Tel était le cas aux yeux du client-investisseur ainsi qu’aux yeux de l’intermédiaire, qui estimait dès lors agir en tant que courtier en assurances pour la distribution de ce produit.

… sauf que…

En réalité, tel n’était pas le cas : le terme « bénéficiaire » avait été mal choisi par les dirigeants de Kobelco – selon ces derniers : l’investissement était un prêt et non un contrat d’assurance-vie.

Or, l’offre au public d’un tel instrument financier contrevenait, dans le chef de Kobelco, à l’article 4 de la loi bancaire en vigueur à l’époque, qui réservait par principe aux seuls établissements de crédit le monopole de l’appel au public en vue de recevoir des dépôts d’argent ou d’autres fonds remboursables. Il demeurait cependant possible pour toute autre entreprise, comme à l’heure actuelle, d’émettre des instruments de placement matérialisant la réception de fonds remboursables, à condition de respecter les dispositions de la loi prospectus – établissement d’un prospectus si l’offre des instruments de placement revêt un caractère public, approbation de ce prospectus par l’autorité compétente, approbation des communications à caractère promotionnel, respect des exigences légales en matière d’intermédiation, etc.

Kobelco ne s’était cependant pas conformée à ladite loi.

Le client était pourtant satisfait du rendement, et renouvelait son investissement auprès de l’intermédiaire en assurances… jusqu’à la faillite de l’émetteur

Après deux années d’investissements répétés dans le produit « Kobli », l’investisseur avait à nouveau signé un contrat d’investissement en 2009. Mais suite à la faillite de Kobelco cette année-là, l’investisseur avait vu ses perspectives de remboursement s’éloigner. Ce n’est qu’en 2016 qu’il s’était vu confirmer l’irrécouvrabilité de sa créance et avait décidé d’assigner en responsabilité l’intermédiaire en assurances, mais également la banque dont il était l’agent bancaire.

Comprenant sa perte, le client assigne l’intermédiaire en assurances en responsabilité, ainsi que la banque dont ce dernier est l’agent bancaire

Une fois que le client assigne l’intermédiaire en assurances ainsi que la banque, c’est le droit de la responsabilité qui trouve à s’appliquer, en combinaison avec les dispositions spécifiques du droit bancaire.

Questions pertinentes en droit de la responsabilité de l’intermédiaire en services bancaires et de l’intermédiaire courtier en assurance

Le droit de la responsabilité des intermédiaires bancaires et des intermédiaires en assurances

L’intermédiaire en services bancaires et courtier en assurances avait-il commis une faute?

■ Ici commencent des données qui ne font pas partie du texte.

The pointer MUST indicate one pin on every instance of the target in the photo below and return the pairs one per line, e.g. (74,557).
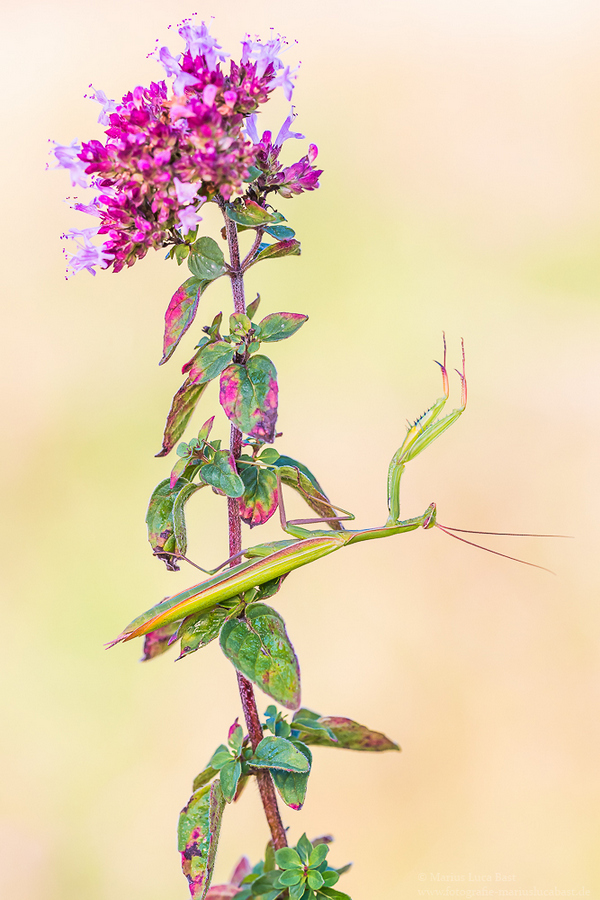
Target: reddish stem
(265,782)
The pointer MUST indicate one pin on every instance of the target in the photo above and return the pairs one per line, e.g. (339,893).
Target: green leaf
(269,588)
(350,735)
(291,876)
(179,528)
(259,648)
(253,307)
(239,323)
(297,891)
(180,314)
(158,642)
(221,474)
(230,775)
(198,836)
(251,215)
(332,894)
(180,252)
(279,753)
(166,522)
(248,395)
(200,629)
(221,756)
(276,251)
(288,858)
(209,362)
(253,174)
(182,407)
(279,326)
(206,259)
(259,500)
(205,776)
(306,721)
(269,857)
(292,785)
(280,232)
(304,849)
(206,429)
(315,879)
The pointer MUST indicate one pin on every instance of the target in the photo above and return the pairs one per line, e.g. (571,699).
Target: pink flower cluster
(289,180)
(164,156)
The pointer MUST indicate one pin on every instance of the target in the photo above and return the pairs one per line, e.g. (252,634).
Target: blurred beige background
(460,143)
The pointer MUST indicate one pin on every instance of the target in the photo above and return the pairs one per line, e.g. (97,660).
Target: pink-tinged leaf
(259,500)
(223,892)
(180,314)
(275,251)
(182,407)
(279,326)
(204,433)
(159,641)
(350,735)
(233,887)
(248,396)
(259,648)
(210,362)
(198,836)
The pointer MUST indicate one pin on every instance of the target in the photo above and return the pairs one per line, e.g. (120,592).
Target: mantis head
(429,516)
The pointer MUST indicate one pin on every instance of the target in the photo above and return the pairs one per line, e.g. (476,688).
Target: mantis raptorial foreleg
(267,562)
(423,432)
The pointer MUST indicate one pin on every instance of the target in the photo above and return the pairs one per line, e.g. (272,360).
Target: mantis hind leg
(422,432)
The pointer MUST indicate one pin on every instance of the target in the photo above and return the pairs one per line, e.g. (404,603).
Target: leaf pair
(165,519)
(337,731)
(260,497)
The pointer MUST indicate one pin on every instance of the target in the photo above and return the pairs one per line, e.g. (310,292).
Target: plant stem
(265,782)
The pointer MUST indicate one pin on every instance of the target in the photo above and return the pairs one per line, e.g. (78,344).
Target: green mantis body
(274,560)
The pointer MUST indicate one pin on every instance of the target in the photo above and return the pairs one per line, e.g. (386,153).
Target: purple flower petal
(108,106)
(88,255)
(251,130)
(200,43)
(284,132)
(285,79)
(185,192)
(188,218)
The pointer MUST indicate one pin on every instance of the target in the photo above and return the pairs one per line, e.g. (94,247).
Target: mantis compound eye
(430,516)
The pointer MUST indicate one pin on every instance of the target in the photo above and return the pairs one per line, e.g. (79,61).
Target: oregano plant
(169,150)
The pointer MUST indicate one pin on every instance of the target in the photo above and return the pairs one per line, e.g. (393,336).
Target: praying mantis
(274,560)
(267,562)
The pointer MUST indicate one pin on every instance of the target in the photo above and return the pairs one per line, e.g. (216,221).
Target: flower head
(165,152)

La faute éventuelle commise par l’intermédiaire était-elle en lien causal avec le dommage vanté par le client ? En d’autres termes, si l’intermédiaire avait correctement informé son client sur la nature réelle des « Koblis », le client se serait-il abstenu d’investir dans le produit obligataire, de sorte que son dommage ne se serait pas produit ?

Le client n’aurait-il pas, compte tenu de la faillite de Kobelco, souffert de la même perte au bout du compte ?

Par ailleurs, la cause du dommage, à considérer qu’elle soit liée à une mauvaise information du client, était-elle imputable au courtier ou plutôt à Kobelco, l’émetteur qui avait lui-même communiqué des informations inexactes au public et trompé celui-ci quant à la nature de l’instrument financier litigieux ?

Les deux fautes concouraient-elles au dommage, permettant une responsabilité in solidum ?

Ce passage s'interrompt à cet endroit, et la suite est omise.